Really there are no bragging rights coming out of this game. Seattle hung with the Super Bowl Champion and the Rams got to see Kurt Warner be a hero. Sometimes, everyone wins, right?
1-Point Loss: Rams Miss Playoffs
There were high hopes for the 2019 Rams having just come off a phenomenal season and a trip to the Super Bowl. Heading into the first Seattle game they were off to a good start. They were 3-1. The game before, they lost a high scoring shootout to a frisky Tampa Bay team. The Seahawks were also 3-1. For the first time in a while, the two teams were evenly matched and this game bore that out.
The largest lead of the game was six points and the lead changed hands six times. The biggest difference between the two teams was how they went about moving the ball.
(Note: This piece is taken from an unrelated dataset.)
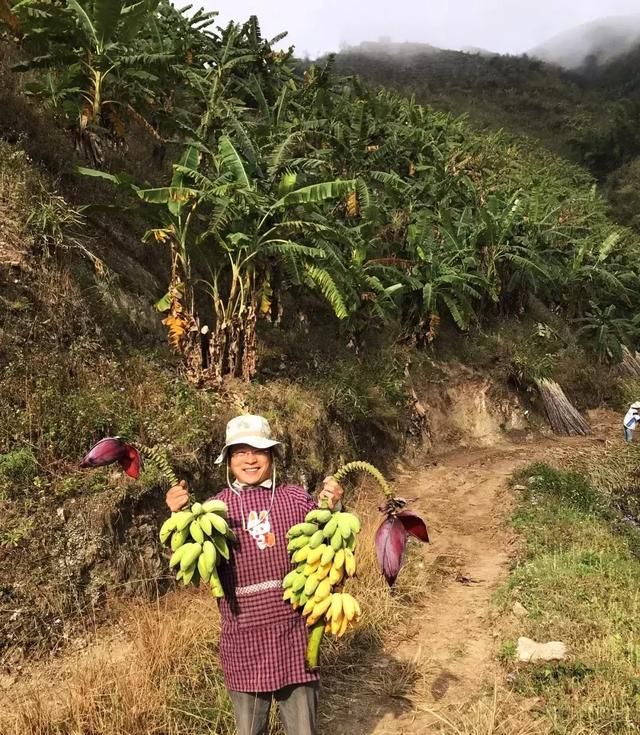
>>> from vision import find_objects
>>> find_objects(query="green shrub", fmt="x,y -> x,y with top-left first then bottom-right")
513,462 -> 602,513
0,448 -> 38,498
Jared Goff threw the ball 49 times for 395 yards, while the Seahawks ran the ball 43 times for 167 yards. The Seahawks also were able to hold the Rams to three field goals rather than giving up touchdowns. The Seahawks, on the other hand, scored four touchdowns and a field goal.
By mid-way through the fourth quarter, LA had a five-point lead. With 9:19 remaining, the Seahawks got the ball back and orchestrated an amazing 12 play, 75-yard drive to take the lead back. The drive only had two plays for more than 10 yards, yet the Seahawks continued to take ground and take time off the clock. When it was all said and done, the score was 30-29 and there was only 2:28 left of the clock.
After two four and outs, the Rams had the ball back with just 1:38 left on the clock. In order to preserve some time to work with the Rams had burned their last timeouts in the previous possession.
It was Goff’s chance to do a Kurt Warner impression. And he almost did. He completed eight passes to set up Greg Zuerlein for the game-winning 44-yard field goal. Zuerlein missed to the right by less than a foot. The Rams lost by one point.
The two would meet for their second game later that season and the Rams would win that battle. But Seattle won the war. They made it back to the playoffs. It was Seattle’s year to play spoiler. The Rams went on to go 9-7, missing the playoffs by one game.